In the 19th century, the pursuit of knowledge was a solo one, perhaps fueled by slow correspondence or societies. The result was multiple discoveries made simultaneously, whether calculus (Liebenz and Newton) or incandescent light bulbs (Swan and Newton).
But with digitization came the digital revolution: Encarta on a disc, pages of blue links with web directories (yahoo, anyone?) and search engines. At each stage, we moved closer to the era of instantaneous information access.
In an age where information like transit time, supply chain events, freight pricing and carrier reliability is a click away, we are witnessing an unprecedented shift in the balance of power towards the customer, with a real world impact on how freight forwarders interact with customers with freight data in their pocket.
But more on that soon.
Freight customers know more than ever.
This democratization of information has transformed the way importers, exporters, forwarders and carriers interact. Yes, there are still sealed contracts…but forwarders, carriers, and shippers are more empowered than ever before. A manufacturer will not wait to be informed by their forwarder about a typhoon driven port shutdown or a strike in Long Beach; their broker will wake up to a crowded inbox of questions. Customers know general market trends, rates, and capacity. But how is that data actually being used? Or is it just making noise?
The Thirst for On-Demand Information
The wake up call for freight market intelligence was, of course, the meteoric fluctuations in freight rates, unleashing constant freight rate monitoring, index-linking, and 24 hour cable news coverage of strikes or canal blockages.
What happened after COVID though?
The answer is that the interest remains.
While freight rates declined in 2022, interest in Freightos’ market intelligence stayed stable. But there’s better proof in that interest than website traffic.
In a survey conducted in March 2023 across hundreds of forwarders, BCOs and carriers, the answer was that, of course, freight data matters.
An overwhelming 98% of respondents indicated that freight market intelligence has become more important for their businesses during the pandemic.
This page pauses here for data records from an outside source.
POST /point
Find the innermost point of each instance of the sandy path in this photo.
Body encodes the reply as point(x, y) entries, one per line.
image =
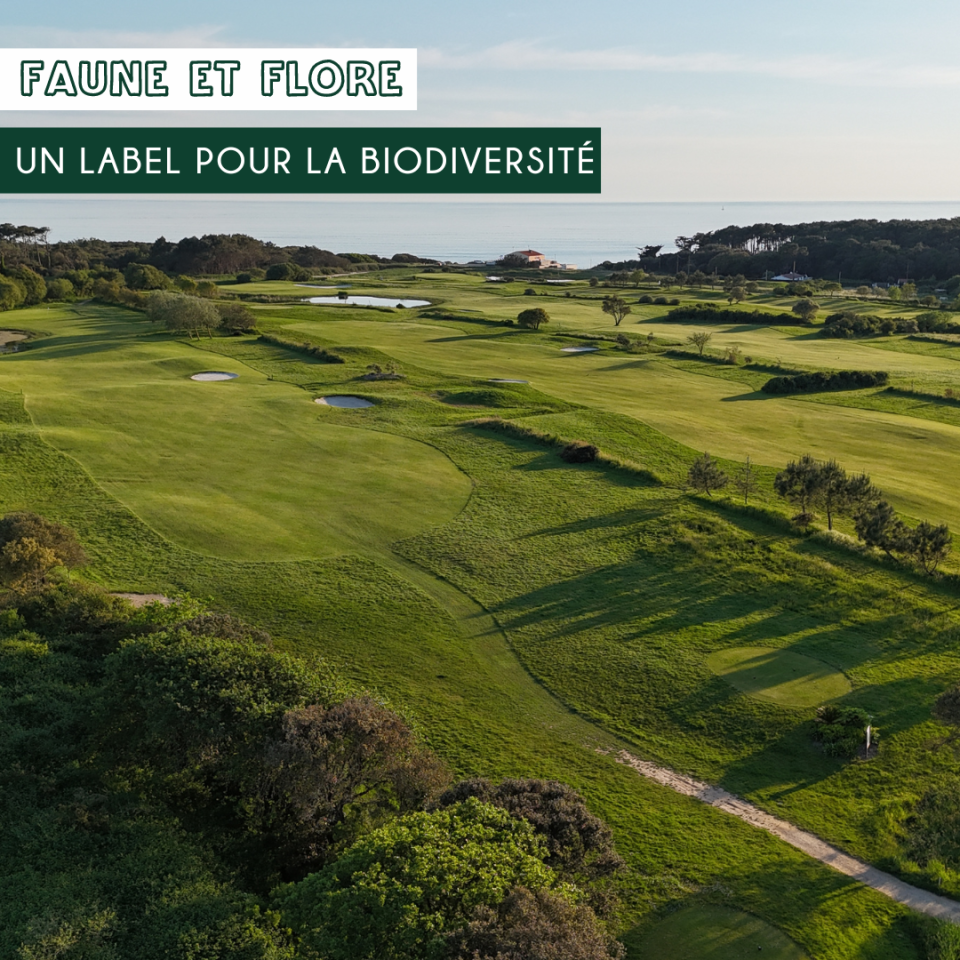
point(913, 897)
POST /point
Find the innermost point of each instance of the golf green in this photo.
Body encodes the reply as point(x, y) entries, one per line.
point(781, 676)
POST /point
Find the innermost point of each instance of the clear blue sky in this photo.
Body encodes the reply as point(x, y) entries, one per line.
point(742, 100)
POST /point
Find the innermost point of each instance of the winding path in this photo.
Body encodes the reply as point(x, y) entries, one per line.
point(920, 900)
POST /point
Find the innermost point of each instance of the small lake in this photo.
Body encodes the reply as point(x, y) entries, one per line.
point(358, 301)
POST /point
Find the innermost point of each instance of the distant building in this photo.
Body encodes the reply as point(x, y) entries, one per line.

On a scale of 1 to 5, the average importance of staying updated on international freight market developments was approximately 4.5. Keeping abreast of the international freight market’s changes is critical for businesses in the industry.
This is not about general freight curiosity.
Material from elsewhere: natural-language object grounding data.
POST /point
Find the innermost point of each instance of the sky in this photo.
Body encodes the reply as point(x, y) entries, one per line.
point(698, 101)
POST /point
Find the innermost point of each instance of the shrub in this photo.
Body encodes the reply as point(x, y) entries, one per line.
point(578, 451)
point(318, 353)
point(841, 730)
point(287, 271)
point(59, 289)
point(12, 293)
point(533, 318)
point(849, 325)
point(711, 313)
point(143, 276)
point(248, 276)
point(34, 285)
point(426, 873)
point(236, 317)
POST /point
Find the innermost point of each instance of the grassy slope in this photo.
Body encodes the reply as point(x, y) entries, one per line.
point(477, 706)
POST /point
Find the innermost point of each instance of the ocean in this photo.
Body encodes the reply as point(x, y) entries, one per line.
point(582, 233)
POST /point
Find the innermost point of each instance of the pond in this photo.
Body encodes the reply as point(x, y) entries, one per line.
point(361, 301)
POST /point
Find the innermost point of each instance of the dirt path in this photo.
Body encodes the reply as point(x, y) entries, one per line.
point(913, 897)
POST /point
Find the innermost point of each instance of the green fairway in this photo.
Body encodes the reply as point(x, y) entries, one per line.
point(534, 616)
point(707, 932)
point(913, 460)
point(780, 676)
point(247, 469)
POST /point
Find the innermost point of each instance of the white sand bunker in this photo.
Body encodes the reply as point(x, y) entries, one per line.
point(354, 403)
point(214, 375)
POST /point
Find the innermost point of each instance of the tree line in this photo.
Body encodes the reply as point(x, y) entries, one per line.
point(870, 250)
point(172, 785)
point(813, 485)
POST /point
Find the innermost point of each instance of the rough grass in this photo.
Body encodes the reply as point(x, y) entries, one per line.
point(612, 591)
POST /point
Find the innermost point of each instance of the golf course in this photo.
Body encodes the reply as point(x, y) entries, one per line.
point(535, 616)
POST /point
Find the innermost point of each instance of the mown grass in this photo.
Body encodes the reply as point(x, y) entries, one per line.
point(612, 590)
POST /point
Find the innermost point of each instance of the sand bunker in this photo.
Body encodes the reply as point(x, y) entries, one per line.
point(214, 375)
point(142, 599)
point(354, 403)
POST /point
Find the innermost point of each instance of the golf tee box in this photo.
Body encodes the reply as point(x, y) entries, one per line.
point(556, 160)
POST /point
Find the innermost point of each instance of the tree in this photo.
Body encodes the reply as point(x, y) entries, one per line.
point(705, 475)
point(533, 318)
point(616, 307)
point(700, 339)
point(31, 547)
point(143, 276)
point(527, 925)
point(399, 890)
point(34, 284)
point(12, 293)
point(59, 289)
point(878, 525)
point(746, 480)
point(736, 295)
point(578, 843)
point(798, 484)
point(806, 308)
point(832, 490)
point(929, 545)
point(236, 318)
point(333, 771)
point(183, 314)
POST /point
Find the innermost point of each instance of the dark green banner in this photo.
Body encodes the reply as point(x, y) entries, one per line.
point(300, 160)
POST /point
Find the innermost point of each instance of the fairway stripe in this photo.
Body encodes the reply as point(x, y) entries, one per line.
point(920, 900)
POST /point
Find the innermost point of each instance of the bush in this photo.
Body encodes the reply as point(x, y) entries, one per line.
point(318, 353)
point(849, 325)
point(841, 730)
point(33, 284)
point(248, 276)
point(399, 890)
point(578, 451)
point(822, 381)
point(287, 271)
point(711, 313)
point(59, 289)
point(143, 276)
The way importers and exporters choose to use global air and ocean freight data speaks louder though.
The majority of respondents used the data to explain their current logistics costs and budgets to their executives or management. When costs were high, executives wanted explanations. When they dropped, they wanted to make sure it dropped enough.
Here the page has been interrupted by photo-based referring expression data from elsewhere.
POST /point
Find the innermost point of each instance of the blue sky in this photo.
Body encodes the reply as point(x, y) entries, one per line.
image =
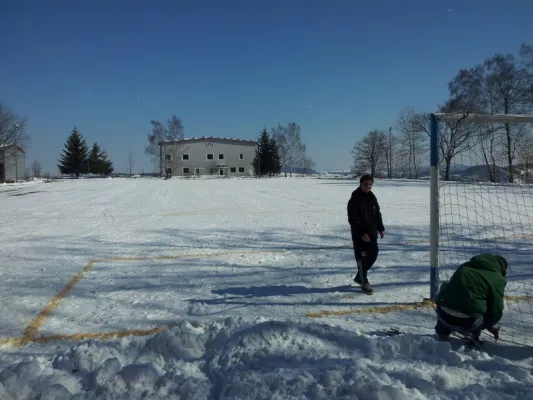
point(229, 68)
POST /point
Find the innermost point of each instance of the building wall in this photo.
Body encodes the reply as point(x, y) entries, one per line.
point(191, 157)
point(13, 166)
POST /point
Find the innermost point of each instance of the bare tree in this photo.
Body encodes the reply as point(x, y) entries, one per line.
point(304, 160)
point(36, 169)
point(13, 136)
point(368, 153)
point(454, 136)
point(293, 145)
point(412, 137)
point(501, 85)
point(279, 134)
point(173, 137)
point(524, 149)
point(155, 144)
point(130, 162)
point(307, 164)
point(388, 146)
point(12, 129)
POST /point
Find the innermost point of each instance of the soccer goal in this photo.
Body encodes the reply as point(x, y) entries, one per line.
point(482, 202)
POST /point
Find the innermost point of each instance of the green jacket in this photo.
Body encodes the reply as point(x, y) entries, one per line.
point(477, 288)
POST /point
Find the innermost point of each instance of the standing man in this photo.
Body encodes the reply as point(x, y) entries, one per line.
point(364, 217)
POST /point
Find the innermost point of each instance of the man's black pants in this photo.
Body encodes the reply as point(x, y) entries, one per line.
point(366, 254)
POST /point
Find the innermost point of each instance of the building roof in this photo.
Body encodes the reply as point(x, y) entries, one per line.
point(212, 138)
point(4, 147)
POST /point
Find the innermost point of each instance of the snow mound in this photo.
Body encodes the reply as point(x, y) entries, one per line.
point(236, 358)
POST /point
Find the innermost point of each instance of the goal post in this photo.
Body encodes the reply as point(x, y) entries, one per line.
point(481, 201)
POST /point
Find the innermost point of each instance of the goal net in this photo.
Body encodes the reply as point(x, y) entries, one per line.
point(482, 202)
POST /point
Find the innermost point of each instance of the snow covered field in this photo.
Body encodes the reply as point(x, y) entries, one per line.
point(228, 289)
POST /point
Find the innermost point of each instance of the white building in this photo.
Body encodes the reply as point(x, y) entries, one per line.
point(209, 156)
point(12, 163)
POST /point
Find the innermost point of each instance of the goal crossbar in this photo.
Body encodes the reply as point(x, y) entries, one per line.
point(435, 118)
point(498, 118)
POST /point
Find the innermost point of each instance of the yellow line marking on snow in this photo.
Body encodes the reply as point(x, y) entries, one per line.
point(426, 303)
point(33, 327)
point(37, 322)
point(11, 342)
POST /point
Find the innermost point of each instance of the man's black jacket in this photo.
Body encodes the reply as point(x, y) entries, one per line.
point(364, 214)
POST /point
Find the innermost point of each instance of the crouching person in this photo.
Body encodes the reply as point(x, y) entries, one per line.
point(472, 300)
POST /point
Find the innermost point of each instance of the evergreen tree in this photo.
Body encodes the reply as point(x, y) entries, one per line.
point(266, 160)
point(275, 157)
point(73, 160)
point(98, 162)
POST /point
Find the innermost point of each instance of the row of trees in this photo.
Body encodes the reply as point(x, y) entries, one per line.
point(281, 149)
point(502, 84)
point(76, 158)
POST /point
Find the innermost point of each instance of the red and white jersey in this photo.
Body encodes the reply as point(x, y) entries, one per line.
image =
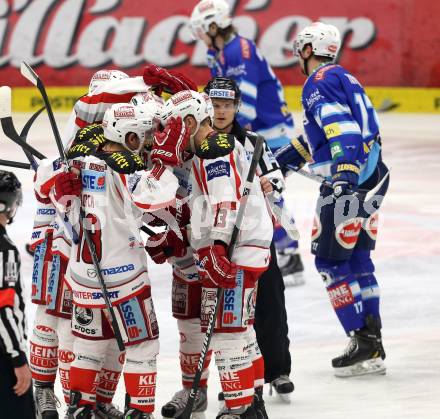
point(217, 186)
point(90, 108)
point(184, 267)
point(113, 204)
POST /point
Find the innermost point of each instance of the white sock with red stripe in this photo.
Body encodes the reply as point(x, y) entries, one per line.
point(140, 375)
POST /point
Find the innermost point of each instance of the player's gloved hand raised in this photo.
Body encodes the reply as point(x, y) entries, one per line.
point(218, 268)
point(170, 144)
point(344, 179)
point(164, 80)
point(68, 185)
point(167, 244)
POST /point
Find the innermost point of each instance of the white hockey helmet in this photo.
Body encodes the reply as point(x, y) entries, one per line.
point(122, 118)
point(149, 100)
point(207, 12)
point(103, 76)
point(324, 39)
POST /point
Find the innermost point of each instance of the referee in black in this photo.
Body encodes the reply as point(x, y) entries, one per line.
point(270, 312)
point(16, 400)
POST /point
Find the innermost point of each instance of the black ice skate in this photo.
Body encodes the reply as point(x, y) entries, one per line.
point(283, 388)
point(260, 409)
point(78, 412)
point(46, 402)
point(292, 269)
point(108, 411)
point(239, 413)
point(364, 353)
point(175, 407)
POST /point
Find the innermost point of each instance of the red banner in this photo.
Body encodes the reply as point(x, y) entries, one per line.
point(385, 42)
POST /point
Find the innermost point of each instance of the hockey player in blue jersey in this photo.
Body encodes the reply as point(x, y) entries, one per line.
point(344, 147)
point(263, 108)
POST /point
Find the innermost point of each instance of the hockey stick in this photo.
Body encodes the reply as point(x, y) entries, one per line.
point(30, 74)
point(362, 196)
point(186, 414)
point(8, 125)
point(16, 164)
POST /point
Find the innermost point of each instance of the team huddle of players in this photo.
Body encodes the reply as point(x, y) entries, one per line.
point(136, 160)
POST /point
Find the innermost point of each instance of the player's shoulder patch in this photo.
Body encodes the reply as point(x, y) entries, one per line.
point(93, 133)
point(321, 74)
point(216, 145)
point(245, 48)
point(124, 161)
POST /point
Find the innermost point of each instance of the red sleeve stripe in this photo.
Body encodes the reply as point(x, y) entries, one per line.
point(237, 176)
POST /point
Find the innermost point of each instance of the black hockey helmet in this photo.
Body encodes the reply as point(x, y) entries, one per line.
point(223, 88)
point(11, 196)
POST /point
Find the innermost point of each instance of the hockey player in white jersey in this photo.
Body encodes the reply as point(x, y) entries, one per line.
point(217, 181)
point(114, 176)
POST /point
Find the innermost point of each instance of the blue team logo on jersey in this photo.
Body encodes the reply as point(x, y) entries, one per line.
point(93, 181)
point(218, 169)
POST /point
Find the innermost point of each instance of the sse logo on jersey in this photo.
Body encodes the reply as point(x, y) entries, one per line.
point(93, 181)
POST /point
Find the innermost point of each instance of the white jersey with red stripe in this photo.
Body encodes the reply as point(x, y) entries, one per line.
point(217, 187)
point(90, 108)
point(113, 204)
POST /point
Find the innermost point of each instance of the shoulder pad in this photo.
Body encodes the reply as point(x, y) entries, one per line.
point(123, 161)
point(216, 145)
point(81, 150)
point(93, 133)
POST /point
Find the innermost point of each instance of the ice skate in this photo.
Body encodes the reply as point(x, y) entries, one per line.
point(46, 402)
point(292, 269)
point(260, 408)
point(283, 388)
point(108, 411)
point(176, 405)
point(364, 353)
point(239, 413)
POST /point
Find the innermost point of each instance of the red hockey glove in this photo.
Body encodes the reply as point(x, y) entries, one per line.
point(67, 186)
point(167, 244)
point(168, 81)
point(170, 144)
point(219, 269)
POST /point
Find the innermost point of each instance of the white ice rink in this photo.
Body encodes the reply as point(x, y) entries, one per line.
point(408, 270)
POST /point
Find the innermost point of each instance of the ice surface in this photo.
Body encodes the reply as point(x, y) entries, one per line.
point(407, 266)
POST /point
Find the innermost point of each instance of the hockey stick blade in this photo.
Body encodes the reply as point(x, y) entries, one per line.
point(28, 72)
point(25, 131)
point(31, 75)
point(8, 125)
point(16, 164)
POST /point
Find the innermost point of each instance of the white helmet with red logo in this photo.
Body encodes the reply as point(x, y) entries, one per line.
point(207, 12)
point(188, 102)
point(123, 118)
point(103, 76)
point(324, 39)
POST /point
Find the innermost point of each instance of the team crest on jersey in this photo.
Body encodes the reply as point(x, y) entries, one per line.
point(92, 181)
point(218, 169)
point(83, 315)
point(347, 233)
point(124, 112)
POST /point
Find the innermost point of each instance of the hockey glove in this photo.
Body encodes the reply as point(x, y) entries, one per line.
point(170, 144)
point(68, 185)
point(345, 177)
point(168, 81)
point(167, 244)
point(218, 268)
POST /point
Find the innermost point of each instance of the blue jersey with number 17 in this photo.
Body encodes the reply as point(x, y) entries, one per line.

Of course, improving negotiations was a close second, followed by using it to inform operational decisions. Last, of course, was explaining how or why things went wrong (or, more optimistically, right) to executives.
The data is there for their use. If there was a question about transparency in freight a decade ago, the answer is clear, It’s here.
But is it a threat?
Staying Relevant In A Literal Ocean Of Freight Data
With information everywhere, forwarders and other players in the global freight industry needed to adapt. They actually already have. The bad actors who depended on survival by marking up rates or sharing partial information have been in a long and slow decline.
This isn’t just a logistics thing either.
In a famously leaked message about the AI war titled “We Have No Moat. And neither does OpenAI”, the anonymous Google employee emphasizes that Facebook/Meta is winning the war because they got data out first:
Paradoxically, the one clear winner in all of this is Meta. Because the leaked model was theirs, they have effectively garnered an entire planet’s worth of free labor. Since most open-source innovation is happening on top of their architecture, there is nothing stopping them from directly incorporating it into their products.
Today, leading forwarders and carriers are focusing on sharing information, not hiding it. Kuehne + Nagel’s SeaExplorer is one example of this. Embracing transparency, and engaging in informed discussions with clients unlocks the ability to provide value beyond services is the key to remaining relevant.
Companies can become superhuman in this information age by harnessing data not only for their benefit but also for their clients. By providing data, insights, and leveraging AI for predictive analysis, they can become invaluable partners in their clients’ journey.
The information age has empowered us all to become superhuman in our abilities. In the freight industry, this superpower is being harnessed to drive decision-making, improve transparency, and ultimately deliver better services. As we look to the future, the freight industry’s success will be defined not just by the cargo it transports but also by the information it leverages.